Permanecen hombro con hombro en medio del lecho pedregoso del torrente, pisando el vértice removido de una lengua de arena y muy tiesos bajo el desbaratado y fúnebre paraguas, protegiéndose ambos, según lo acordado, no del sol implacable sino de una pertinaz lluvia imaginaria, un complemento climático más acorde con el cabreo y la sombría tristeza que el hijo de la costurera sufre desde hace casi un mes. Ha estado bisbiseando una ceniza amarga que le sube a la boca, y ahora prefiere el silencio y poder así escuchar el rumor de la lluvia sobre el paraguas y sobre la tierra, sobre la pequeña tumba improvisada con la ayuda inmediata y esforzada de Paulino, un oscuro montoncito de arena esponjosa y húmeda que acaban de apilar. El espectro del perro amado descansará para siempre bajo ese túmulo ignorado en las afueras de la ciudad.

Con los dedos manchados de sangre, papá se abrocha la bragueta al borde del torrente, mientras contempla con mirada descreída el renovado furor de las aguas muertas tragándose y arrastrando lejos la meada. Esto es lo que hay, hijo.

– Si ahora lloviera mucho, pero mucho mucho -dice David-, por aquí podría bajar otra vez la torrentera y llevárselo todo a su paso igual que hace años, me lo contó mi padre, yo era muy pequeño. Todo lo arrastró la torrentera, todo, hasta un sidecar con dos soldados y un camión que transportaba caballos… Ahora el agua pasaría por encima del esqueleto de Chispa sin tocarlo, todo lo más le quitaría la correa y el collar, que aún debe llevar en el cuello porque el inspector no se lo quitó.

– Un poco más arriba estaría mejor, a la sombra de un árbol

– dice Paulino-. ¿Por qué nunca me haces caso?

– No.
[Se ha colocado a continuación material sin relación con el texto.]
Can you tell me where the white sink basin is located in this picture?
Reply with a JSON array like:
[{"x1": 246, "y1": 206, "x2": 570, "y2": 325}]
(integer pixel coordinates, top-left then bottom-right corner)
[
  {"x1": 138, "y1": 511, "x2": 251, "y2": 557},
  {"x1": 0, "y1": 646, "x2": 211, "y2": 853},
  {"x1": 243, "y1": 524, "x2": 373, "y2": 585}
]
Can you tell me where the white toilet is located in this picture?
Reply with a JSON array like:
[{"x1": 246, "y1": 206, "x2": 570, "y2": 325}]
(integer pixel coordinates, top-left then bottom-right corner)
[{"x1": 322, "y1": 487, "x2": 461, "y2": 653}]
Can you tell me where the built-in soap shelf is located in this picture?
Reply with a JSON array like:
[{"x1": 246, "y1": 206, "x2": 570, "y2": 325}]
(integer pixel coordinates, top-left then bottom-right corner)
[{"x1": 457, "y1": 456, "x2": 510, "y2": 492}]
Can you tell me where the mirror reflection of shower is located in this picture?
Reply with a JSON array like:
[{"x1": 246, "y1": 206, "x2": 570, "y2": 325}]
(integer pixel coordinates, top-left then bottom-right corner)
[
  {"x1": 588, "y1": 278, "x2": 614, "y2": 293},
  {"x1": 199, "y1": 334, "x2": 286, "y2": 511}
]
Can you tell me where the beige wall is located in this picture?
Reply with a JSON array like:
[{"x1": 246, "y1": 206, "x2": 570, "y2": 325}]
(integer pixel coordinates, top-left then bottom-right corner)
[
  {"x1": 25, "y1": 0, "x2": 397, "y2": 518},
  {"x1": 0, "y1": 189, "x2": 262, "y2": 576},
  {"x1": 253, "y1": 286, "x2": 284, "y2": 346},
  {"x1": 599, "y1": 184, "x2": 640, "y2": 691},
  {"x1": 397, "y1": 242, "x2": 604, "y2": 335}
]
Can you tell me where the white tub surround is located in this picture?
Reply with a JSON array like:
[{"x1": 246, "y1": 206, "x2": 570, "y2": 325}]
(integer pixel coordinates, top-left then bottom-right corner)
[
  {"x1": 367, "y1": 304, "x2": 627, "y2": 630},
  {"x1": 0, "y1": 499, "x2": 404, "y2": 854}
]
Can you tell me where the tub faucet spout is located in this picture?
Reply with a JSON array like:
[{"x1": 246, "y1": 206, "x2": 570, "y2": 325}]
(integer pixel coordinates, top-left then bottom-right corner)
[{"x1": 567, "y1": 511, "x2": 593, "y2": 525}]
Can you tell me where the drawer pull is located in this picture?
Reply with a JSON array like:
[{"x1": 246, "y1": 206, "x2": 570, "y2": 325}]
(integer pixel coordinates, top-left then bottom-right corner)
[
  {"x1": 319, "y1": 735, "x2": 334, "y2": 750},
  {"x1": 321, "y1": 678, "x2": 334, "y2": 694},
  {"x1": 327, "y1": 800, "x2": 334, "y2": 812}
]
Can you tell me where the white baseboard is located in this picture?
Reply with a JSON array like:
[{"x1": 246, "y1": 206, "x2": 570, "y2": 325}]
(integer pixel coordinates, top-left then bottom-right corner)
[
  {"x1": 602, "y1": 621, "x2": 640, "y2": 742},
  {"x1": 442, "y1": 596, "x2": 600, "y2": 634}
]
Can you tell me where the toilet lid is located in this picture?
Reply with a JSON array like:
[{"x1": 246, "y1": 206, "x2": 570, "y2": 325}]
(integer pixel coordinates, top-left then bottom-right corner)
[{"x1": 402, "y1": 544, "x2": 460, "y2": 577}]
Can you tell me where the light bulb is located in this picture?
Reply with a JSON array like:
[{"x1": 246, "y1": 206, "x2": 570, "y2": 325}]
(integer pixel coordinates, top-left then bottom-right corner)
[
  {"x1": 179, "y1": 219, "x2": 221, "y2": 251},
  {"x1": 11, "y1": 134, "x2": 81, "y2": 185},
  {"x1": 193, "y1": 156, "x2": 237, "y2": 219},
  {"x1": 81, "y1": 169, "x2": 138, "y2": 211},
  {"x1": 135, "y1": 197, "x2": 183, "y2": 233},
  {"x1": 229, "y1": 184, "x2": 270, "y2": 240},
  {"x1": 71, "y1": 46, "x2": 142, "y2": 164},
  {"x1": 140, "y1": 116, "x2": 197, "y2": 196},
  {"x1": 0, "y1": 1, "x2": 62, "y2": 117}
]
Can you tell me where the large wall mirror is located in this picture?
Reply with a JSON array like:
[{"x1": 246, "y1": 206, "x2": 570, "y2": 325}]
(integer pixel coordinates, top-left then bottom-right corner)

Aquí -dice David, justamente aquí mismo, piensa: en la oscura penumbra debajo de mis pies-. Aquí lo mató, lo sé muy bien.

– Pues ahora tendrás que aguantarte, porque le quiero recitar a tu perro una poesía muy bonita que aprendí en segundo de bachillerato -carraspea mirando la tumba y entona-: Si Roma orgullosa, vencida Numancia, juzgó sepultados valor y constancia, los siglos al mundo su error demostraron; los padres murieron, los hijos quedaron.

– Muy bonito, capullo.

Caminando de vuelta a casa, David inquiere:

– Dime una cosa, gordi. ¿Alguna vez has soñado un crimen tuyo?

– ¿Mío? ¿Qué quieres decir?

– Si alguna vez has soñado que matabas a alguien.

– ¿Por qué lo preguntas? ¿Por mi tío?

– ¿Lo has soñado o no?

– Yo nunca sueño nada.

– Algo tienes que soñar, ondia. Todo el mundo sueña cosas.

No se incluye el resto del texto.